Les populations autochtones de São Paulo

5% de la population autochtone du Brésil vit dans l’État de São Paulo [2]. Au sein de celui-ci, la majorité de cette population (91%) vit dans les zones urbaines situées en dehors des terres autochtones. Cependant, il existe encore environ 5000 personnes issues de ces populations qui vivent sur des terres indigènes (régularisées ou en cours de régularisation).

Le dilemme auquel sont confrontés la plupart des villages autochtones de l’État de São Paulo est de garantir une nourriture saine et adéquate sur des terres qui ne disposent pas des conditions nécessaires à leur survie physique et culturelle. Même les peuples ayant des terres déjà régularisées rencontrent des difficultés pour promouvoir leur souveraineté alimentaire.

La souveraineté alimentaire des peuples autochtones est directement liée à la garantie de leurs territoires. «Pour nous la terre est tout. Sans terre, nous ne sommes rien: nous ne vivons pas, nous n’avons pas de culture. Une fois la terre délimitée, nous avons un espace pour aménager les champs, planter, pour vivre à notre manière. Sans terre, la communauté n’existe pas, il n’y a pas de vie », explique Sérgio Martins Popyguá, Terre autochtone d’Aguapeú.

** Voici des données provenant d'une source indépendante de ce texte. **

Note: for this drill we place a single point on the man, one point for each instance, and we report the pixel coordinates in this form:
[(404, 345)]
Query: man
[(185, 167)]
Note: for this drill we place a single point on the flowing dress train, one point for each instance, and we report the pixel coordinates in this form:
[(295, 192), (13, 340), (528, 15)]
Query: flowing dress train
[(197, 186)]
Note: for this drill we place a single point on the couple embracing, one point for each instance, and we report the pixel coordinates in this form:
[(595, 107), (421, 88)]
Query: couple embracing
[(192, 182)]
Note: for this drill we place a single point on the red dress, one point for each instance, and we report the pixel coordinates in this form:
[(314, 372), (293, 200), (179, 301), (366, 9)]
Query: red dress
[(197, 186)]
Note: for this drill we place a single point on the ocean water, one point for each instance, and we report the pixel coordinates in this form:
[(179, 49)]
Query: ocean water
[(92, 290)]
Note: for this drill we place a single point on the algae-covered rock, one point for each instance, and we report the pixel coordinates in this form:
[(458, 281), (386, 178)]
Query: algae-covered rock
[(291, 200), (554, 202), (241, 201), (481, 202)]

La réalisation du droit à la terre est sans aucun doute la première étape fondamentale pour garantir la souveraineté alimentaire des peuples autochtones. L’autonomie de la propriété et le plein accès aux ressources naturelles sont les conditions pour la production d’aliments correspondant à leurs besoins et à leur culture alimentaire. Pour l’anthropologue Maria Emília Pacheco, il n’est pas possible de parler de lutte contre l’insécurité alimentaire sans s’interroger sur la démarcation et la possession de terres et le dumping abusif de pesticides. « Sans la question territoriale, qui est une question fondamentale, il est très difficile de parler de souveraineté alimentaire des peuples autochtones », a-t-elle souligné.

Dans l’État de São Paulo, la sécurité territoriale reste un défi, puisque seulement 13 des 31 terres autochtones reconnues par la Funai (Fundação Nacional do Índio – Fondation Nationale des populations indigènes) sont délimitées et approuvées. Le problème de l’insécurité alimentaire, cependant, est vérifié même dans les terres délimitées, car la plupart d’entre elles ne disposent pas des conditions adéquates pour leur survie physique et culturelle. Des terres minuscules, une population croissante faisant pression sur des ressources naturelles limitées et de nouvelles habitudes de consommation sont parmi les facteurs d’insécurité alimentaire des peuples autochtones de São Paulo qui ont un faible accès à la nourriture, tant qualitativement que quantitativement.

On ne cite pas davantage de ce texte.